The resulting coefficients are referred to as the Ordinary Least Squares (OLS) estimators, and consequently, the prediction is given by,

\[ \mathbf{\hat{Y}} = \mathbf{X}\boldsymbol{\hat{\beta}} \]

Equivalently,

\[ \hat{Y_i} = \hat{\beta}_0 + \hat{\beta}_1X_{i1} + \dots + \hat{\beta}_jX_{ij} + \dots + \hat{\beta}_mX_{im} \]

These predicted values represent the best linear approximation of the outcome based on the observed explanatory variables, under the classical regression assumptions.

Assumptions#

For linear regression to yield unbiased, consistent, and efficient estimators, the following assumptions must hold true,

Note

Ubiased: An estimator is said to be unbiased if its expected value matches the true parameter it aims to estimate. Consistent: An estimator is said to be consistent if it converges to the true parameter as the sample size increases. Efficient: Among all unbiased estimators, an estimator is efficient if it has the lowest possible variance.

  • The relationship between the dependent variable and independent variables must inherently be linear in parameters. If the assumption of linearity does not hold true then the estimates are no longer unbiased.

  • The observations must be independently sampled leading to uncorrelated errors across observations.
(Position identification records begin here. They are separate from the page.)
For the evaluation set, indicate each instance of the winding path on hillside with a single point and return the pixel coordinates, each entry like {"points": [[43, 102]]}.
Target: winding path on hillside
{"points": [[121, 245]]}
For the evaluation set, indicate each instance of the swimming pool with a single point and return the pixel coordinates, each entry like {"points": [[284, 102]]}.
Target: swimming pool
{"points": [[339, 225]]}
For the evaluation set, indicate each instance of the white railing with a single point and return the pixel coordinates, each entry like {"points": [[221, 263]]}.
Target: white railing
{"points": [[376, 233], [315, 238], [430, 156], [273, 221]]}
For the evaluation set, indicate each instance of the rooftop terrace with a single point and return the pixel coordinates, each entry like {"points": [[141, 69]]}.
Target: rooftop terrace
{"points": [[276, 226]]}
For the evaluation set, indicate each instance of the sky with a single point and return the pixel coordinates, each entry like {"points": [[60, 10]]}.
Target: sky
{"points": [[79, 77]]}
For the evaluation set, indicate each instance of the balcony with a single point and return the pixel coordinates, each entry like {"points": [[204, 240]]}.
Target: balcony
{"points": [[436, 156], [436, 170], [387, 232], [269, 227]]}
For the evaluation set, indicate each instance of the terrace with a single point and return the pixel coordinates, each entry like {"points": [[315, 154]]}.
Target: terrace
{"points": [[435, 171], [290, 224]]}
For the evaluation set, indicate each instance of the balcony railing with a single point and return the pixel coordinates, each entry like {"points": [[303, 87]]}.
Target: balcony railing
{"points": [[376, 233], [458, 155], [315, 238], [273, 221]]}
If the assumption of independence does not hold true then the estimates are no longer efficient.

  • The error terms must have constant variance for all observations, \(\text{Var}(\epsilon_i | \bf{X}) = \sigma^2\). If the assumption of homoskedasticity does not hold ture then the estimates are no longer efficient.

  • The independent variables must not form perfect linear combinations of each other. If the assumption of no multicollinearity does not hold true then the model is no longer interpretable.

  • The error term has an expected value of zero given the explanatory variables, \(\text{E}(\epsilon_i | \bf{X}) = 0\). If the assumption of zero conditional mean or errors does not hold true the estimates are no longer unbiased.

If all these assumptions hold true, then the estimators are referred to as Best, Linear, and Unbiased Estimators (BLUE).